Indirect economic impact — including supply and equipment from local vendors, as well as employees' local spending, which supports local businesses and jobs in health care, hospitality, and retail — supports 4,500 jobs and $215 million in payroll.

Market trends

A decline in home heating oil use and consumption since 2000 in which the share of homes using fuel oil or propane as the primary source of heat decreased from 85% to 73%, bringing the current total to 400,000 Maine homes.

Mainers' average annual fuel consumption has fallen from 1,500 gallons in the 1980s to less than 700 gallons. The decrease is partly because of industry innovations like modern boilers, weatherization and more efficient, cleaner-burning fuel.
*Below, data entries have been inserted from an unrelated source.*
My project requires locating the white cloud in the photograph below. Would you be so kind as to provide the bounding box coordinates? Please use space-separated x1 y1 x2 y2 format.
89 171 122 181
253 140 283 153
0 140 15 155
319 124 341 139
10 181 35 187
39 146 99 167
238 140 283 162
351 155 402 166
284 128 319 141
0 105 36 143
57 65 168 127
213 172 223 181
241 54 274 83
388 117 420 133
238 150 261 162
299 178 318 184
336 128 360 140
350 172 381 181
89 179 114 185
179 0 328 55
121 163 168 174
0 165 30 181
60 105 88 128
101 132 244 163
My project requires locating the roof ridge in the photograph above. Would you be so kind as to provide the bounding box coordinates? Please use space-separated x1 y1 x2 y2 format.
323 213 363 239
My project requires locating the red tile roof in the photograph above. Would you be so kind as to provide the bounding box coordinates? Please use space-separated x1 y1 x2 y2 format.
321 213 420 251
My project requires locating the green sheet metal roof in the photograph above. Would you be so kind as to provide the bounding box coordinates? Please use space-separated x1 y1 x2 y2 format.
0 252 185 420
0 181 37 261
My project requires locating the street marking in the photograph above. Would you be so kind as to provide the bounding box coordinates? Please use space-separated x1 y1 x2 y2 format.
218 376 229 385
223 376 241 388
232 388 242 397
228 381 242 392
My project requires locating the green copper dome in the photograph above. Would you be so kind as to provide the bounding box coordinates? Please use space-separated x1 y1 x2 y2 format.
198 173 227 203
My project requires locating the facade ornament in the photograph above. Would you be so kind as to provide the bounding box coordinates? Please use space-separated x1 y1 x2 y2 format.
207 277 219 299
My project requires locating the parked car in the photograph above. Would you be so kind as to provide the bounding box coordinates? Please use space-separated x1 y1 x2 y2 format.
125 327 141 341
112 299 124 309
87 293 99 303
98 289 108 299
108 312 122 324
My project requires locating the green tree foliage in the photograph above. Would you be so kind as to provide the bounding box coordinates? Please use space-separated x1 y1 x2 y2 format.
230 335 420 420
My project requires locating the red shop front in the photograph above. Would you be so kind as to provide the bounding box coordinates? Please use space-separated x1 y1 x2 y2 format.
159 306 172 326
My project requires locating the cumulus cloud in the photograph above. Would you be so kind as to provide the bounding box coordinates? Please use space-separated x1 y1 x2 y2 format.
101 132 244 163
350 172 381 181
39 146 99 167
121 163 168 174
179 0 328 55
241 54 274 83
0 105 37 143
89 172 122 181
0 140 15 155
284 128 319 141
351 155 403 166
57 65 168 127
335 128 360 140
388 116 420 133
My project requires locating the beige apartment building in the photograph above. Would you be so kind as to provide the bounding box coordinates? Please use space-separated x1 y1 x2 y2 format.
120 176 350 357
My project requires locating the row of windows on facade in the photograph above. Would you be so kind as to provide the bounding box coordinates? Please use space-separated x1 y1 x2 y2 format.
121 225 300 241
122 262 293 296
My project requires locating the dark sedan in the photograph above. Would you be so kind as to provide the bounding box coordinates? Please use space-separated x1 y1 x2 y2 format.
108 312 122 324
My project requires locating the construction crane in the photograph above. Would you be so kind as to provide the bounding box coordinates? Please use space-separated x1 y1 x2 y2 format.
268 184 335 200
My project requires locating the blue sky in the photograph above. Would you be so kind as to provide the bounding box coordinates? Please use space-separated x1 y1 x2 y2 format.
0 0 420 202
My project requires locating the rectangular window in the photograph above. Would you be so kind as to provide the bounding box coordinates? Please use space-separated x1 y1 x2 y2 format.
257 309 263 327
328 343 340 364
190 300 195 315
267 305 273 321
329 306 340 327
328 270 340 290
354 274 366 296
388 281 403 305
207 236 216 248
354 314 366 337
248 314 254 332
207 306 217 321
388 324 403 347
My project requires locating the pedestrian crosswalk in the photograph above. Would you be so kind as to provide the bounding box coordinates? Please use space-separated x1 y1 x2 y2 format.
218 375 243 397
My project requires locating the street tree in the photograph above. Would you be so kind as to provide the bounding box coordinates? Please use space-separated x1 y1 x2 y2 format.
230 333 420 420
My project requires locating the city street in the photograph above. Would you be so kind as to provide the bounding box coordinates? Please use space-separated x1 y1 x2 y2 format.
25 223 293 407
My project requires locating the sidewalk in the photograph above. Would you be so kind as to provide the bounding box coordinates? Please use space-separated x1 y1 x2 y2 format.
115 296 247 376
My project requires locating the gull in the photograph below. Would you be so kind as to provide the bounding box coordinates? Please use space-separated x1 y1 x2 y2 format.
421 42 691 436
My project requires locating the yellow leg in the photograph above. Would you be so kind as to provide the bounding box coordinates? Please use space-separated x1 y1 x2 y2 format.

The trend is likely to continue on its own, without any government-mandated programs, given the continued pace of innovation and the many home heating options consumers have today, the study found.

The report notes one factor that may slow the decline in households switching to other energy sources is that a new, cleaner-burning oil with emissions equivalent to natural gas has been developed.

Ultra-low sulfur heating oil, introduced in July, has virtually no sulfur, can be used in existing oil heating systems and lowers heating bills by burning more efficiently. The oil, commonly known as ULSHO, emits almost zero particulates, and cuts sulfur dioxide emissions by 99 percent and nitrous oxide emissions by 10 percent compared with traditional heating oil, according to the report.

Emissions from the cleaner heating oil are equivalent to natural gas, according to research conducted at Brookhaven National Laboratory, a multipurpose research institution in New York funded primarily by the U.S. Department of Energy's Office of Science.

Workforce development

More than half of workers employed by the heating fuel industry are over 45, so recruiting the next generation of HVAC-R technicians now is crucial, the study found.

The report shows that experienced technicians can earn $22,000 more than entry-level technicians, and experienced heavy-duty truck drivers can earn $18,000 more than entry-level drivers.

To help train technicians for a career in the trade, Maine Energy Marketers Association recently invested more than $500,000 in its state-of-the-art HVAC-R technical school, MEMA Technical Education Center. The school has a 95 percent job placement rate, with many students finding employment before graduation.